Cirugía

La mamá le decía que se operara: todas las amigas en el barrio, las de más allá, las cercanas, con las que se llevaba, lo habían hecho, solo faltaba ella. Era un asunto de estatus, de no trastocar el orden interno, de seguir tejiendo el poderoso hilo del quedar bien, no dejarse apantallar por las otras, reproducir la moda y los estereotipos, dejar que el bisturí y las bolas invadan sus patios traseros y delanteros.
Opérate, niña. Yo te pago la cirugía. Le decía ella no una ni dos veces. Desde que la Jatzimi dejó que su amante el narco metiera las manos bajo su piel y la moldeara a golpes de billetes y joyas y una Cheyenne negra. Ese hombre pagó ochenta mil primero. Los pechos y las nalgas. Las quiso redondas porque así lo ordenó él. Hasta a la Venus de Milo se le caen. Con ella la gravedad se la iba a pelar.
Todos los días era su cantaleta. Letanía de seducción. Su hija la escuchaba y le decía que no. Se amarró en su postura porque no coincidía con eso de traer implantes, de sentir hinchazones ajenas en su cuerpo, menearse y que esas bolas sintéticas, perfectas y sospechosamente firmes, no se movieran ni siquiera un poquito. Le parecía exagerado hacerlo porque sus amigas y allegadas y vecinas lo hacían: porque lucían los vestidos entallados y los escotes con esas palomas tibias y redondas asomándose ufanas por las fronteras de las prendas.
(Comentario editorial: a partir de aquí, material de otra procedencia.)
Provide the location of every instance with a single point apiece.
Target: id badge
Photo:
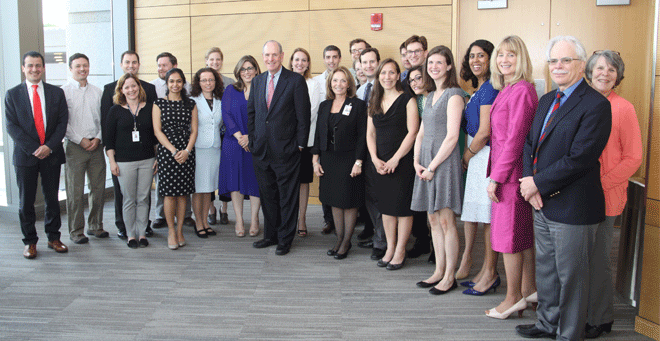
(347, 110)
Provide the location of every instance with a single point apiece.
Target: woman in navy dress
(236, 170)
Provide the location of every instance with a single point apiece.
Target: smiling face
(79, 70)
(331, 60)
(248, 72)
(506, 63)
(603, 76)
(130, 90)
(478, 60)
(214, 61)
(164, 65)
(388, 76)
(174, 83)
(437, 67)
(33, 68)
(300, 62)
(369, 64)
(272, 57)
(565, 75)
(339, 83)
(417, 82)
(130, 64)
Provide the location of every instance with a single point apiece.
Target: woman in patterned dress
(175, 127)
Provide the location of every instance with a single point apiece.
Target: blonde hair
(523, 65)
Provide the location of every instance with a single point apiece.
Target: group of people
(546, 177)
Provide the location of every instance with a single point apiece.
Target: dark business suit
(275, 135)
(21, 128)
(568, 179)
(106, 104)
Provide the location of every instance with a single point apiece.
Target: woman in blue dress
(236, 170)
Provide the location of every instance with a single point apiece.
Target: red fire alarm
(376, 21)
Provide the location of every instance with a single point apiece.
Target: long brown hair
(375, 105)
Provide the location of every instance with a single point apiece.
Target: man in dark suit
(130, 63)
(278, 128)
(561, 179)
(37, 115)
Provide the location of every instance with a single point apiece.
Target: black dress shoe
(435, 291)
(367, 244)
(530, 331)
(260, 244)
(282, 249)
(159, 223)
(592, 332)
(423, 284)
(377, 254)
(122, 234)
(417, 250)
(365, 234)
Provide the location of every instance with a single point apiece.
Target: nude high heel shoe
(520, 306)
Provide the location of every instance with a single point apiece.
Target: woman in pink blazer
(511, 116)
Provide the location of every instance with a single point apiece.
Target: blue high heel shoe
(471, 291)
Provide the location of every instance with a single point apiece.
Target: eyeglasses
(417, 79)
(564, 61)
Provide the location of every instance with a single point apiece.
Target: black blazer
(106, 101)
(568, 171)
(279, 131)
(350, 133)
(21, 128)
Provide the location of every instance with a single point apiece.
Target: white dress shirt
(42, 99)
(84, 111)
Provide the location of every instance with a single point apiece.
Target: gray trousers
(601, 291)
(562, 276)
(135, 180)
(160, 209)
(78, 163)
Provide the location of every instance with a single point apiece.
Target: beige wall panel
(153, 36)
(339, 27)
(162, 12)
(258, 6)
(150, 3)
(627, 29)
(353, 4)
(527, 19)
(649, 306)
(238, 35)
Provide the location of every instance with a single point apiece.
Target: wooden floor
(221, 288)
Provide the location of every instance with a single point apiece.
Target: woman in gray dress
(438, 186)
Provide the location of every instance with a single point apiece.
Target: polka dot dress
(175, 179)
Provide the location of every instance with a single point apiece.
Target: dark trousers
(279, 189)
(119, 205)
(26, 178)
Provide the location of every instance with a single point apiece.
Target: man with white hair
(561, 180)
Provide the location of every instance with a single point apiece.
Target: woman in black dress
(391, 129)
(339, 148)
(175, 127)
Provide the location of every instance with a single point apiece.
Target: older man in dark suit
(278, 128)
(130, 63)
(37, 115)
(561, 179)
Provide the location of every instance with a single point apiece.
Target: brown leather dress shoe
(58, 246)
(30, 251)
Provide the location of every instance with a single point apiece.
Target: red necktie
(271, 90)
(38, 116)
(552, 115)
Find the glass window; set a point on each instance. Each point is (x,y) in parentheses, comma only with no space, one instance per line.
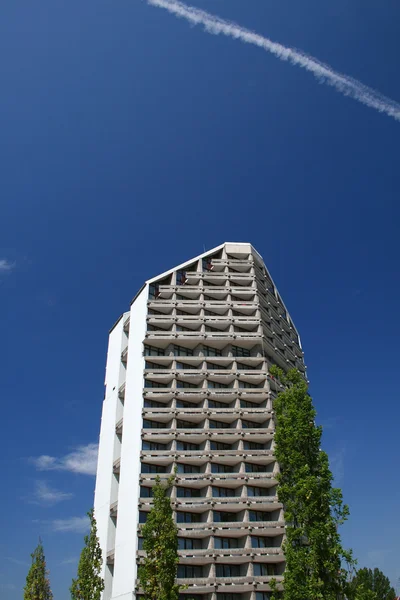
(262,569)
(257,491)
(189,571)
(182,492)
(182,351)
(152,351)
(224,517)
(259,515)
(153,446)
(262,596)
(182,517)
(217,468)
(260,542)
(181,468)
(228,570)
(187,446)
(153,424)
(222,492)
(221,446)
(146,468)
(189,544)
(252,468)
(186,384)
(153,291)
(225,543)
(208,351)
(237,351)
(219,425)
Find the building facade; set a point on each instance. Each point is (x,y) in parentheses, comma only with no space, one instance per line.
(188,388)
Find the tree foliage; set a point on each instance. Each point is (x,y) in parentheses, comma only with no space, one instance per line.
(157,574)
(37,581)
(370,584)
(313,509)
(89,584)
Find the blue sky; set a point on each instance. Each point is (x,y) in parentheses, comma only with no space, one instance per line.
(130,141)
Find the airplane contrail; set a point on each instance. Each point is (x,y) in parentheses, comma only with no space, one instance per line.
(342,83)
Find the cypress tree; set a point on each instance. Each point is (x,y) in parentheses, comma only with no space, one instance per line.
(313,508)
(89,584)
(37,581)
(157,574)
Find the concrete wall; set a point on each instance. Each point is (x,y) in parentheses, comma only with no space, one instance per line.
(128,495)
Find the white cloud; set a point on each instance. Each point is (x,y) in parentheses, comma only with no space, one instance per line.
(82,460)
(44,495)
(72,525)
(5,265)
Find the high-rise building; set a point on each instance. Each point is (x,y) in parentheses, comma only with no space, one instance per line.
(188,388)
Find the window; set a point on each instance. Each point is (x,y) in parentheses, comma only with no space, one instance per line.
(253,468)
(207,266)
(216,367)
(187,446)
(259,515)
(220,446)
(247,404)
(225,543)
(257,491)
(253,446)
(181,351)
(208,351)
(182,492)
(215,385)
(153,291)
(184,404)
(215,404)
(222,492)
(181,277)
(185,366)
(224,517)
(243,367)
(153,446)
(260,542)
(217,468)
(146,468)
(152,351)
(246,384)
(153,424)
(149,383)
(249,424)
(262,569)
(181,468)
(186,384)
(189,544)
(189,571)
(262,596)
(228,570)
(182,517)
(186,425)
(153,404)
(219,425)
(237,351)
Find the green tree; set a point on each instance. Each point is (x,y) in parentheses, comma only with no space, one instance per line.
(371,584)
(313,509)
(89,584)
(157,574)
(37,581)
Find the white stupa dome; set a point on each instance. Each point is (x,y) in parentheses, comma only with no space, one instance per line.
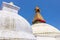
(9,19)
(44,29)
(12,25)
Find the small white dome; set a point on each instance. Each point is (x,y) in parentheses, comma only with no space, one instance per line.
(43,27)
(13,21)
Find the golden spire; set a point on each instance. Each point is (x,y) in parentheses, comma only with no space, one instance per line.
(38,18)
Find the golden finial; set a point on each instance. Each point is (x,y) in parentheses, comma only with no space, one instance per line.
(38,18)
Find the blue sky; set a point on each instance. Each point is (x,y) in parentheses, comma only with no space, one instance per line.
(50,10)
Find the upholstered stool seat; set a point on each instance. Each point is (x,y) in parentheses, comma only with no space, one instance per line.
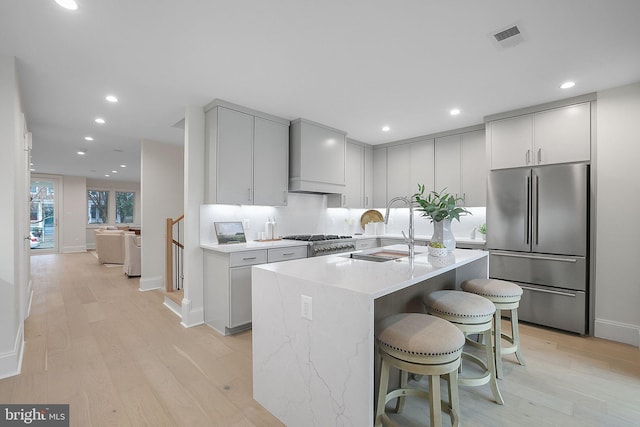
(505,296)
(423,345)
(472,314)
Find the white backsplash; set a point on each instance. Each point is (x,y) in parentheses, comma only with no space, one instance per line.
(308,214)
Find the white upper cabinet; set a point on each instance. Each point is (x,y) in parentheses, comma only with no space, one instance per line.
(380,178)
(563,135)
(559,135)
(447,167)
(353,193)
(368,177)
(317,158)
(399,169)
(247,157)
(474,170)
(461,167)
(271,163)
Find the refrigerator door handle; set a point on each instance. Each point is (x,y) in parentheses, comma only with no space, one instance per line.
(547,291)
(527,223)
(537,227)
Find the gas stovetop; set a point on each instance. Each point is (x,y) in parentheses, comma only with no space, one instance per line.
(315,237)
(325,244)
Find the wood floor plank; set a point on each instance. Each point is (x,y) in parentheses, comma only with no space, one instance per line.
(119,357)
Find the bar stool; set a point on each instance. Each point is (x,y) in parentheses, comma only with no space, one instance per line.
(505,296)
(424,345)
(472,314)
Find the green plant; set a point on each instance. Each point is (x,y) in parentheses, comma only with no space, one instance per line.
(438,205)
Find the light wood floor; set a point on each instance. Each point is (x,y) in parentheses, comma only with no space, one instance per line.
(120,358)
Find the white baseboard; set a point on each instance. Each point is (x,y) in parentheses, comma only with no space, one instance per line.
(150,284)
(191,317)
(617,331)
(11,363)
(74,249)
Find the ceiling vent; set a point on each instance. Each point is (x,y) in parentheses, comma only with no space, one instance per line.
(507,37)
(509,32)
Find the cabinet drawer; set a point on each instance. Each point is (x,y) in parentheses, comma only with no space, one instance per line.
(239,259)
(284,254)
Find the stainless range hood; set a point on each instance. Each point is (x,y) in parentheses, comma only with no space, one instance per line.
(317,158)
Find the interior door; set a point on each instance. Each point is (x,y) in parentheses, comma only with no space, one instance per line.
(508,206)
(43,214)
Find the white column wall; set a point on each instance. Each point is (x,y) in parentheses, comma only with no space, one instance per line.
(617,316)
(13,216)
(193,302)
(162,189)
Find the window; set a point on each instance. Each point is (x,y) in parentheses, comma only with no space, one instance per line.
(124,206)
(98,202)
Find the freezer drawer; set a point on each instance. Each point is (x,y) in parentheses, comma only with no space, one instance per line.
(569,272)
(556,308)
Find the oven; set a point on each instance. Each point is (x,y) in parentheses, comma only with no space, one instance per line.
(325,244)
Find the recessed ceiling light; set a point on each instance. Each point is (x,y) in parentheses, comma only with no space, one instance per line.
(68,4)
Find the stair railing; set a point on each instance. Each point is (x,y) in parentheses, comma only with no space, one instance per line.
(174,272)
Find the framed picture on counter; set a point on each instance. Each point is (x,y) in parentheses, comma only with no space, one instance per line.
(230,232)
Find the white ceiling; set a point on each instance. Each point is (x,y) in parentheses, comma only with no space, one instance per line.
(353,65)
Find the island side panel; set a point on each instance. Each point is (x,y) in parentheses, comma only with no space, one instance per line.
(312,372)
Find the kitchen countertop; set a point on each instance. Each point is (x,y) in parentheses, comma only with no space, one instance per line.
(374,279)
(314,321)
(254,244)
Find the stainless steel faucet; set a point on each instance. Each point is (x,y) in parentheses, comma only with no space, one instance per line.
(410,241)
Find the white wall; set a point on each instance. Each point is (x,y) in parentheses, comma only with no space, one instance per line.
(308,213)
(13,217)
(162,189)
(617,307)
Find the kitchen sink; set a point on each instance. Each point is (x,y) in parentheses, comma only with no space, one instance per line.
(379,256)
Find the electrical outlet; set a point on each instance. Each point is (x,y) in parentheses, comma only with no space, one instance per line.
(306,307)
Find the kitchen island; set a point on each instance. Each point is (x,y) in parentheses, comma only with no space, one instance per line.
(314,322)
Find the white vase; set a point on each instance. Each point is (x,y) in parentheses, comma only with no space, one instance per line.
(442,234)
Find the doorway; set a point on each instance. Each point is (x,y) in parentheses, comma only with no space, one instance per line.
(43,207)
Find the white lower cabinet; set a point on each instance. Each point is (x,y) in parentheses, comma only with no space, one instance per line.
(227,284)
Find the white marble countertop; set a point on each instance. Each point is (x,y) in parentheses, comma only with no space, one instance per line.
(373,278)
(255,244)
(251,245)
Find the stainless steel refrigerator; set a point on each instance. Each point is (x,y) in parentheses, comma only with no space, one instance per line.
(537,235)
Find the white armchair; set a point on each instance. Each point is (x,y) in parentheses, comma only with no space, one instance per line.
(132,248)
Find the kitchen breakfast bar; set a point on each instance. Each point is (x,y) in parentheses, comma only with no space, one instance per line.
(313,327)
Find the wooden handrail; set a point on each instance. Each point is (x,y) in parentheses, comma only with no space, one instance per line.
(170,242)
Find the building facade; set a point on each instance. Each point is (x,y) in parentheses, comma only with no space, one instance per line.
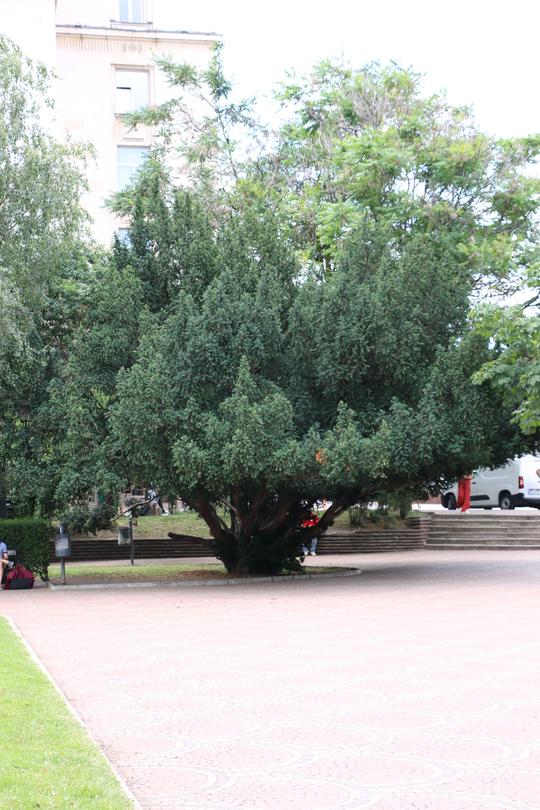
(104,55)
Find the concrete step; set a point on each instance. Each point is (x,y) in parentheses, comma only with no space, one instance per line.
(479,547)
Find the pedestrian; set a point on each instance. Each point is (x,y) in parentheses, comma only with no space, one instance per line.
(310,521)
(154,501)
(4,561)
(464,493)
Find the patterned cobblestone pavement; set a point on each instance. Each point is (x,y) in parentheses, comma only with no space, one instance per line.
(414,686)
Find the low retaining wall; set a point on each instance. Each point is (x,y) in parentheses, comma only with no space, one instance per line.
(412,535)
(145,549)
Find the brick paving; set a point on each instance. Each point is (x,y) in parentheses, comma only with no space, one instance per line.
(414,686)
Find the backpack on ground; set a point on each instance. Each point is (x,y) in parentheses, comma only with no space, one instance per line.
(19,578)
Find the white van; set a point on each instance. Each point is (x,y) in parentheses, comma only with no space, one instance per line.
(516,484)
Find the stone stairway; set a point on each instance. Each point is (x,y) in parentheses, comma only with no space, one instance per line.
(484,530)
(411,535)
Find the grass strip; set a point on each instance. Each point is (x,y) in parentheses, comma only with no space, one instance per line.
(170,572)
(48,761)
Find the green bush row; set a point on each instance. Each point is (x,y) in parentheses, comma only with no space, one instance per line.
(30,538)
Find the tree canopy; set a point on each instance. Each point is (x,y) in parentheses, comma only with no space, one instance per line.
(295,325)
(42,258)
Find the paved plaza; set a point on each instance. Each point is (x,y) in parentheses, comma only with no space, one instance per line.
(413,686)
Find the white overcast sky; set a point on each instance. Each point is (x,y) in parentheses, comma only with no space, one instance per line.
(483,53)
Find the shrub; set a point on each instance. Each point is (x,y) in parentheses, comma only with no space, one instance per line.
(30,538)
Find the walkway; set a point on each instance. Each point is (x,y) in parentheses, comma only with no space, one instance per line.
(414,685)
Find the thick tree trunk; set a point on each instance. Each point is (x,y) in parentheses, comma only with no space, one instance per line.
(265,535)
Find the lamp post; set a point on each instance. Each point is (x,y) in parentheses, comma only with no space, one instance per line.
(125,536)
(62,549)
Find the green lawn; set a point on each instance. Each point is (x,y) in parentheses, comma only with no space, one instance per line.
(156,527)
(78,573)
(153,572)
(47,759)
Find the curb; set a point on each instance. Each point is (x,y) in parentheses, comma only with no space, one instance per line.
(39,663)
(206,583)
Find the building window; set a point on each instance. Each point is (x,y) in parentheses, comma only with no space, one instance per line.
(132,91)
(129,161)
(130,10)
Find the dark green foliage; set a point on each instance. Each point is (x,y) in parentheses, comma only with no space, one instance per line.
(30,538)
(88,521)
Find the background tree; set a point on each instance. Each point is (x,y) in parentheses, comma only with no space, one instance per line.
(515,370)
(41,261)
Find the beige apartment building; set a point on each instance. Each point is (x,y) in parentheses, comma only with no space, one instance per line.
(103,53)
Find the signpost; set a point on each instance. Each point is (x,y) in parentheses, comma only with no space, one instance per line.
(62,549)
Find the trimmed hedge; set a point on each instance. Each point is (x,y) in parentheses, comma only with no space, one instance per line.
(30,538)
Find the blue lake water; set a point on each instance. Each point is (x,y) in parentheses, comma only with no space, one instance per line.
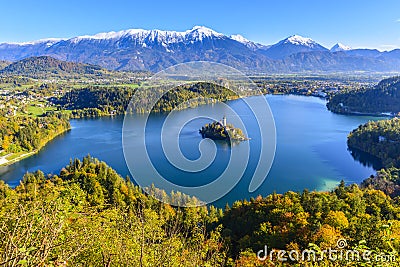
(311,149)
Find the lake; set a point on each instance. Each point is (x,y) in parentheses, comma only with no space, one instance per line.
(311,149)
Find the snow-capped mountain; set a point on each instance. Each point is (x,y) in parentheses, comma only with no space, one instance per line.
(139,49)
(149,37)
(293,45)
(340,47)
(239,38)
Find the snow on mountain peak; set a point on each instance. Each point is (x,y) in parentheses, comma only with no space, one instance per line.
(300,40)
(340,47)
(239,38)
(143,36)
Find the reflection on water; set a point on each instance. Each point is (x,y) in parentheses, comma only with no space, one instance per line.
(365,158)
(311,149)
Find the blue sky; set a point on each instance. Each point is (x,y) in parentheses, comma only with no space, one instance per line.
(372,24)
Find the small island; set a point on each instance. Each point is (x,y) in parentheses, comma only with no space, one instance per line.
(222,131)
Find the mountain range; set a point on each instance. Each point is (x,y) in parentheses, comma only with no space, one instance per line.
(154,50)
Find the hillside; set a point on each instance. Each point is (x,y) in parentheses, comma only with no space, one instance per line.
(154,50)
(88,215)
(45,66)
(380,139)
(383,98)
(4,64)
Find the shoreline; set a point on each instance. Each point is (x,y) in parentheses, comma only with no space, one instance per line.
(4,162)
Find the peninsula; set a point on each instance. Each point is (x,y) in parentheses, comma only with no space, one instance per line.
(222,131)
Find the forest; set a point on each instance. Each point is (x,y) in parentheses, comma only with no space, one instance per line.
(380,139)
(100,101)
(24,133)
(88,215)
(382,98)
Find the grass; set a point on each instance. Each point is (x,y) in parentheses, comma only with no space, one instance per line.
(15,155)
(34,110)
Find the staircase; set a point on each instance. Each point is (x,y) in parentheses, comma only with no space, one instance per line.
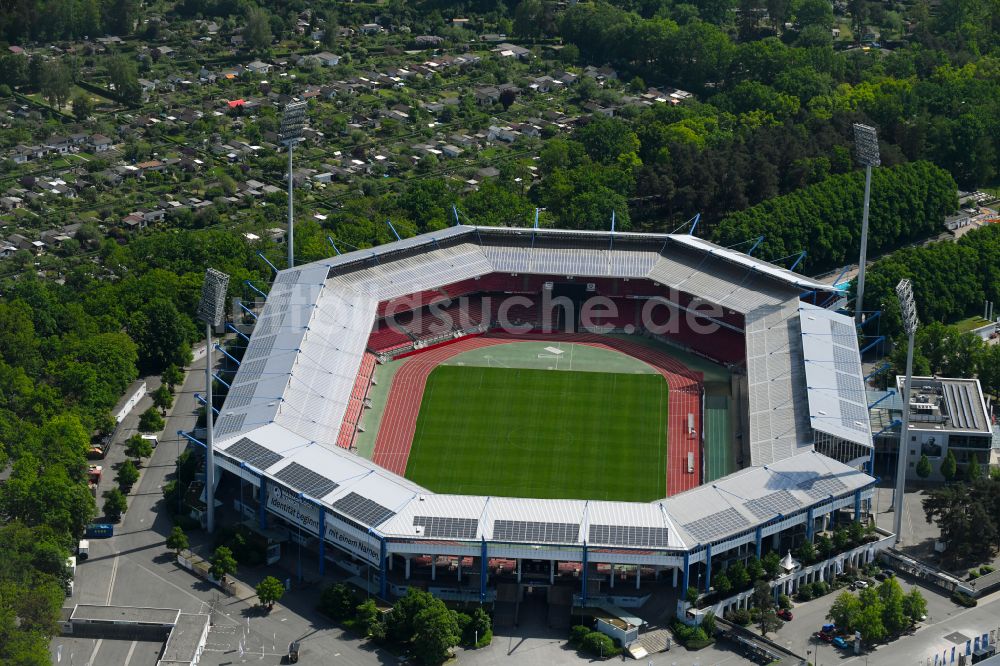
(657,640)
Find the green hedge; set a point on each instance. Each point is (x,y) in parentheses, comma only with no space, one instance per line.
(908,203)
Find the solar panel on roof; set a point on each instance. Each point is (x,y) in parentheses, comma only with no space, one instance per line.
(843,334)
(628,535)
(363,509)
(260,346)
(844,359)
(535,532)
(780,502)
(306,481)
(437,527)
(253,453)
(820,486)
(229,424)
(717,524)
(240,396)
(852,415)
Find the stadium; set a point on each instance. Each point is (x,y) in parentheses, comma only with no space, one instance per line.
(493,412)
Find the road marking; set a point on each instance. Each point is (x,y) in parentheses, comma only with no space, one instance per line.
(179,588)
(97,646)
(131,649)
(114,574)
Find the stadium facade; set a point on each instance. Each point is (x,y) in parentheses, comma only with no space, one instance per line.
(798,385)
No amá. No. Y ya no insistas. Pero ella traía esa consigna. Destino y forma de vida: estilo,  subir peldaños en los niveles del fachion local, atraer miradas y no quedarse atrás, generar envidias y que la hiel, esa viscosidad amarga, salga de sus comisuras y murmuren las víboras y despertar suspiros y atraer billeteras y saldar deudas y ganar dólares y traer la Silverado roja y ser alguien.
Esa mañana le dijo, anda. Hazle caso a tu madre. Ya hablé con el médico, ya tiene los implantes. Los escogí para ti. Ella no quería andar con esas nalgas industriales. Temía quedar con unas de payaso y que le dijeran ahí va la operada. Pero le prometieron una buena cirugía y un trabajo discreto, muy de ella. Bueno, pues. Será la semana entrante. Y se hizo a la idea.
Llegó la hora. Los análisis preoperatorios habían salido bien. Ella nerviosa. Se talló los cachetes, como para sentirlos. Se miró las tetas en el espejo. Su treintaidós ce la esperaba sobre la cama. Sonrió, se preguntó si era una despedida de su brasier y el hilo de sus calzones que dividía sus modestos hemisferios, y que tanto le gustaban. Llegó al hospital. Clínica privada y de primera. Atención personalizada. Bienvenida, le dijeron. Pásele, por favor. Pero no salió. Le dio un paro cardiaco, una arteria se la tapó. El médico salió y dijo lo siento, no sé qué pasó.